Plans and shopping efforts have been underway to buy a new school bus for the town. The hope is that the bus can be in operation next year, if not by the end of this year. Interesting that buying a new bus is so complicated, but then isn’t everything these days!
The Climate Action Team presented their report to the Selectmen last Wednesday night at their weekly meeting. I suspect you can get a copy of the report at the town hall, and perhaps there is a separate article with more details elsewhere in this paper.
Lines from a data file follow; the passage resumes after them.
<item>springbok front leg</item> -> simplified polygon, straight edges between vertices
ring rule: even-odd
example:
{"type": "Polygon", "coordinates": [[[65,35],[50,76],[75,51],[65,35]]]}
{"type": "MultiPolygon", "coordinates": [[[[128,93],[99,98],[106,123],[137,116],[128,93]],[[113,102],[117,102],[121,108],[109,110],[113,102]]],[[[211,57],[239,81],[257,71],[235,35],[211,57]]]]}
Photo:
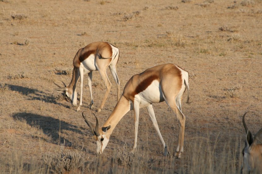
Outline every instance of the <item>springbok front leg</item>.
{"type": "Polygon", "coordinates": [[[91,71],[88,74],[88,87],[90,92],[90,97],[91,98],[91,101],[89,105],[89,108],[90,109],[94,107],[94,101],[93,101],[93,96],[92,95],[92,71],[91,71]]]}
{"type": "Polygon", "coordinates": [[[113,77],[114,78],[114,81],[116,84],[116,87],[117,90],[117,101],[119,100],[120,98],[120,82],[118,78],[118,76],[116,73],[116,69],[115,68],[115,66],[111,66],[111,65],[109,66],[109,69],[112,73],[113,77]]]}
{"type": "Polygon", "coordinates": [[[82,105],[82,99],[83,98],[83,81],[84,81],[84,66],[83,65],[80,65],[79,71],[80,76],[80,99],[79,105],[76,109],[77,111],[79,111],[80,109],[80,106],[82,105]]]}
{"type": "Polygon", "coordinates": [[[134,151],[137,148],[137,134],[138,130],[138,123],[139,118],[139,104],[140,101],[135,98],[133,103],[134,107],[134,119],[135,120],[135,140],[134,140],[134,145],[133,146],[132,151],[134,151]]]}
{"type": "Polygon", "coordinates": [[[109,79],[108,78],[108,77],[107,76],[107,75],[106,74],[106,67],[104,68],[102,68],[101,69],[98,69],[98,71],[100,73],[100,75],[102,77],[102,79],[105,82],[105,83],[106,85],[106,92],[105,94],[105,95],[104,96],[104,98],[103,99],[103,100],[102,101],[102,103],[101,103],[101,105],[100,106],[100,108],[98,109],[98,112],[101,111],[101,109],[104,108],[104,105],[105,104],[106,99],[107,98],[107,97],[108,96],[108,94],[110,92],[110,90],[111,89],[111,83],[109,81],[109,79]]]}
{"type": "Polygon", "coordinates": [[[154,125],[154,127],[155,127],[155,129],[156,129],[157,132],[158,136],[159,136],[159,138],[160,138],[161,141],[162,142],[162,144],[163,144],[163,146],[164,146],[164,152],[163,154],[164,156],[166,156],[167,154],[167,147],[165,144],[165,143],[164,141],[163,137],[162,137],[161,133],[160,133],[159,128],[158,127],[158,124],[157,124],[157,122],[156,119],[155,112],[154,112],[154,109],[153,109],[153,106],[152,105],[152,104],[151,104],[147,106],[146,108],[148,109],[148,111],[150,118],[151,118],[151,120],[153,122],[153,125],[154,125]]]}

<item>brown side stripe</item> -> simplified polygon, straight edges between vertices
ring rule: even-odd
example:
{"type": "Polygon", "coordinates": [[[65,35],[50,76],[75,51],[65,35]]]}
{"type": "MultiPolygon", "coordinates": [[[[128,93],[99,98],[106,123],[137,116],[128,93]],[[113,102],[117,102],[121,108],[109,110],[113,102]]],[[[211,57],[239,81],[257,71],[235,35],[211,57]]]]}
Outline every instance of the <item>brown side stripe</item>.
{"type": "Polygon", "coordinates": [[[134,93],[134,96],[144,91],[151,84],[153,81],[159,78],[159,77],[158,76],[154,75],[149,76],[144,79],[144,80],[141,82],[136,88],[136,90],[134,93]]]}
{"type": "Polygon", "coordinates": [[[84,61],[86,58],[88,57],[91,54],[95,54],[96,53],[96,50],[90,50],[86,51],[84,54],[81,55],[79,56],[79,60],[80,62],[82,62],[84,61]]]}

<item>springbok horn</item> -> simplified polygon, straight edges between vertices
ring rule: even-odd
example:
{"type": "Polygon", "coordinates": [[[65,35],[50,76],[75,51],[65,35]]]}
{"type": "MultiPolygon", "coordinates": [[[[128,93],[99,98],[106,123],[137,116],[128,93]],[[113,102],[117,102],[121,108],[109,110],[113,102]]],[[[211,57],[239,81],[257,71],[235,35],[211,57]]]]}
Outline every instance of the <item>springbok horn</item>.
{"type": "Polygon", "coordinates": [[[56,83],[55,83],[54,82],[53,82],[53,83],[54,83],[54,84],[55,85],[56,85],[58,87],[59,87],[59,88],[61,88],[61,87],[60,87],[60,86],[59,86],[59,85],[58,85],[56,83]]]}
{"type": "Polygon", "coordinates": [[[246,115],[246,114],[247,114],[247,113],[245,113],[245,114],[243,115],[243,117],[242,117],[242,121],[243,121],[243,125],[244,125],[244,127],[245,128],[245,130],[246,131],[246,134],[248,132],[248,127],[247,126],[247,124],[246,124],[246,122],[245,122],[245,116],[246,115]]]}
{"type": "Polygon", "coordinates": [[[258,132],[255,135],[255,136],[254,136],[254,142],[256,140],[257,137],[259,136],[259,135],[261,134],[261,133],[262,133],[262,128],[261,128],[260,129],[259,129],[259,130],[258,131],[258,132]]]}
{"type": "Polygon", "coordinates": [[[97,123],[96,124],[96,129],[95,133],[96,133],[96,135],[98,137],[100,136],[100,134],[99,134],[99,132],[98,131],[98,119],[97,119],[97,116],[96,116],[95,115],[95,114],[93,113],[93,114],[95,116],[95,117],[96,117],[96,119],[97,120],[97,123]]]}
{"type": "Polygon", "coordinates": [[[66,87],[66,85],[65,85],[65,83],[64,83],[64,82],[63,82],[63,81],[61,81],[61,82],[62,82],[62,83],[63,83],[63,84],[64,84],[64,87],[66,87]]]}
{"type": "Polygon", "coordinates": [[[84,115],[84,112],[82,113],[82,115],[83,116],[83,117],[85,119],[85,121],[86,122],[86,124],[87,124],[87,125],[88,125],[88,126],[89,127],[90,129],[91,129],[91,132],[92,133],[92,134],[94,135],[95,135],[96,134],[95,134],[95,132],[94,131],[94,128],[93,128],[93,126],[92,126],[92,124],[88,121],[88,120],[86,119],[86,116],[84,115]]]}

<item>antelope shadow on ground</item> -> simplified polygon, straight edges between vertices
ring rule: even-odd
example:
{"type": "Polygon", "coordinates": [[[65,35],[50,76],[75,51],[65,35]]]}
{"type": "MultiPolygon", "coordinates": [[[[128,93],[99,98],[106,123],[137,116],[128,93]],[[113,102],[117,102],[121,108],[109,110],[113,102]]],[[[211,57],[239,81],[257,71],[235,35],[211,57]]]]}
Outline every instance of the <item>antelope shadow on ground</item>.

About 30-40 people attended Southporter Paul Zalucky’s talk about Ukraine at the Harbor Theater, Monday, Nov. 13. They watched a movie about Ukraine and after Paul’s talk, had a chance to ask questions. Paul described Putin’s goal is to destroy Ukraine as a nation and bring it back under Russian control. Fighting the Russians is apparently nothing new as Paul says Ukraine has been fighting Russia for 400 years. Even the Ukrainian language is more European than slavic, a source for 52 percent of the Russian language. To learn more about this conflict, look for “Eastern Front,” a film by John Sweeney. In an interview by Kylv Post, Mr. Sweeney concludes by saying “Ukraine is fighting for a better future. Russia is fighting for a darker past.”
As Thanksgiving approaches, and with two wars dominating the news, we in the United States have much to be thankful for, but ‘thanks’ alone will not keep us safe. We all need to think, study, listen, and engage to keep our country’s values strong. And above all, ‘be kind.” Happy Thanksgiving, everyone.